Die schleswig-holsteinische CDU kommt nicht zur Ruhe. Nach Kommunalpolitiker Timo Kux tritt nun auch der frisch gekürte CDU-Landtagskandidat im Wahlkreis Dithmarschen-Schleswig, Thomas Klömmer, zurück. "Mit meinem Verzicht auf die Kandidatur möchte ich einen Neustart im Wahlkreis ermöglichen und einen eigenen Beitrag für die Glaubwürdigkeit der CDU und die politische Kultur leisten", erklärte der 33-jährige Bürgermeister aus Erfde am Donnerstag in einer Pressemitteilung. Eine neue Kandidatur für die Landtagswahl 2017 strebe er nicht an. Der bei der Nominierung in der Stichwahl unterlegene Heider Kommunalpolitiker Andreas Hein kündigte nach Informationen von NDR 1 Welle Nord an, sich erneut bewerben zu wollen.

CDU will Glaubwürdigkeit und Vertrauen zurückgewinnen

Klömmers Parteikollegen zollten dem Rücktritt Respekt. "Ich begrüße die Entscheidung von Thomas Klömmer, seine Kandidatur im Wahlkreis Dithmarschen-Schleswig zurückzuziehen und somit den Weg für einen Neustart frei zu machen", teilte der CDU-Landeschef Ingbert Liebing mit. "Er leistet damit einen Beitrag, dass wir zu einem Neustart in dieser schwierigen Situation kommen können, dass wir wieder Glaubwürdigkeit und Vertrauen in die politische Kultur finden", sagte Schleswig-Flensburgs CDU-Kreisvorsitzender Johannes Callsen dem Schleswig-Holstein Magazin. Der Rücktritt sei ein klarer Schnitt, der einen soliden Neustart ermögliche.

In die CDU nur für die Wahl?

Im Wahlkreis Dithmarschen-Schleswig hatte sich Thomas Klömmer Mitte Februar unter anderem gegen die stellvertretende Landesvorsitzende Heike Franzen durchgesetzt. Unterstützt wurde er dabei auch von 80 Neu-Mitgliedern der CDU, die er zuvor persönlich angeworben hatte. Er hatte seinen Unterstützern freigestellt, nur vorübergehend in die CDU ein- und nach seiner Wahl wieder auszutreten.
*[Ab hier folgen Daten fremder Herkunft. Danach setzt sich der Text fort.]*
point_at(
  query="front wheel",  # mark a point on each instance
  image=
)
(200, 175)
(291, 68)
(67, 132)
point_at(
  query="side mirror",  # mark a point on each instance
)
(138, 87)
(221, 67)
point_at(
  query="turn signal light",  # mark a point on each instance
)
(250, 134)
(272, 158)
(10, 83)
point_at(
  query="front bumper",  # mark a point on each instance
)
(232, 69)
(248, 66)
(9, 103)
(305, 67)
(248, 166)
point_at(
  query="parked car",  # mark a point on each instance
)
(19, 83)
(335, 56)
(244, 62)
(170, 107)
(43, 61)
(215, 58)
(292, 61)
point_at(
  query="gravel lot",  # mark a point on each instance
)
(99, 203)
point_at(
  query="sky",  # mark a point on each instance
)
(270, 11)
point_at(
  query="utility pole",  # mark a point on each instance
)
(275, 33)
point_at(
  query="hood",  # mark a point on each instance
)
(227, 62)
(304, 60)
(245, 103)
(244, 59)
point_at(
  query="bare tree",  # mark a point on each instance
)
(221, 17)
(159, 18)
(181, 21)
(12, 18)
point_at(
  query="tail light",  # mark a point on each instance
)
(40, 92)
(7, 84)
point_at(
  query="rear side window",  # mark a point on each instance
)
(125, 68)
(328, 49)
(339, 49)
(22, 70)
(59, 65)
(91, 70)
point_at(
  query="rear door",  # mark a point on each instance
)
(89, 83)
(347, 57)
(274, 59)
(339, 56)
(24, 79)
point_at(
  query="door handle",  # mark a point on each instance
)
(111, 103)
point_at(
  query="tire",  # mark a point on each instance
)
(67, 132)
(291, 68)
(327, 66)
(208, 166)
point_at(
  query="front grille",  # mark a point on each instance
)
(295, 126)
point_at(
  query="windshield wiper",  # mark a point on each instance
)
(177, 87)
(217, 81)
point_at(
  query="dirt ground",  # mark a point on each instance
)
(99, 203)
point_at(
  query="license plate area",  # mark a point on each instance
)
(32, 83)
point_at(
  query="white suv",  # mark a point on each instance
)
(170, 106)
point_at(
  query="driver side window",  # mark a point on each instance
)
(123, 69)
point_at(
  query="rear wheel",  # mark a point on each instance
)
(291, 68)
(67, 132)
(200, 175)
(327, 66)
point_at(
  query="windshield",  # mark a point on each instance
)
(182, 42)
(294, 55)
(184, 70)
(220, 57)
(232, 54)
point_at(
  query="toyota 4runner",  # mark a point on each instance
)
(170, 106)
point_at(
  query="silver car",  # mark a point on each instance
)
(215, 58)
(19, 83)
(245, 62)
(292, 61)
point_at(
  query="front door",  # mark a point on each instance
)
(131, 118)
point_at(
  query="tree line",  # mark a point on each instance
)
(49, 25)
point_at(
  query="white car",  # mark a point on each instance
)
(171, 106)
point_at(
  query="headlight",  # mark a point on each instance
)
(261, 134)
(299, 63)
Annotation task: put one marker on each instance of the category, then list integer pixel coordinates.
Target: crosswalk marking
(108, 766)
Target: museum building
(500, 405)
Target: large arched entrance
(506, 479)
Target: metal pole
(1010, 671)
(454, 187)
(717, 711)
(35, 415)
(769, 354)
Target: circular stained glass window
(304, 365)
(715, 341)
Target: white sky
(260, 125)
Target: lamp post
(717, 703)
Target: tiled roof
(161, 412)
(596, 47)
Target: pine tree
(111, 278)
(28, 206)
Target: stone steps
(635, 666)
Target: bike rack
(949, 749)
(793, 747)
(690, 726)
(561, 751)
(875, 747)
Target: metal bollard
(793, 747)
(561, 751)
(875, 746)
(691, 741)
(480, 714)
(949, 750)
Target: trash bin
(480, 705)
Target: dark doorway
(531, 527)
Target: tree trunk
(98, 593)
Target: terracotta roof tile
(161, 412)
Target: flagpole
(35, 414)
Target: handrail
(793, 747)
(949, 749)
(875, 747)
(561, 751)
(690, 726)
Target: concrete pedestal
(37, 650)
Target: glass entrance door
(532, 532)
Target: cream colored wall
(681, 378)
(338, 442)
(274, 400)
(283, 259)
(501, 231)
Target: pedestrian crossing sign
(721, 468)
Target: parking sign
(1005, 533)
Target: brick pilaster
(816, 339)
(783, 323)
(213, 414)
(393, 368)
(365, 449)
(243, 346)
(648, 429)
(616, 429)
Aufnahmeanträge und Austrittsformulare

Kurz darauf war bekannt geworden, dass auch CDU-Funktionär und Unternehmer Timo Kux auf ähnliche Weise versucht haben soll, Neu-Mitglieder zu gewinnen. Er soll in der Umkleidekabine des von ihm gesponserten Vereins VfB Schuby Aufnahmeanträge und Austrittsformulare für die CDU verteilt haben. Die Mitgliedsbeiträge wollte Timo Kux angeblich auch zahlen. Die Fußballspieler sollten bei einer CDU-Versammlung die Landtagsabgeordnete Heike Franzen nominieren, berichtete das "Flensburger Tageblatt". Franzen will wie Klömmer nicht erneut um die Wahlkreiskandidatur bewerben.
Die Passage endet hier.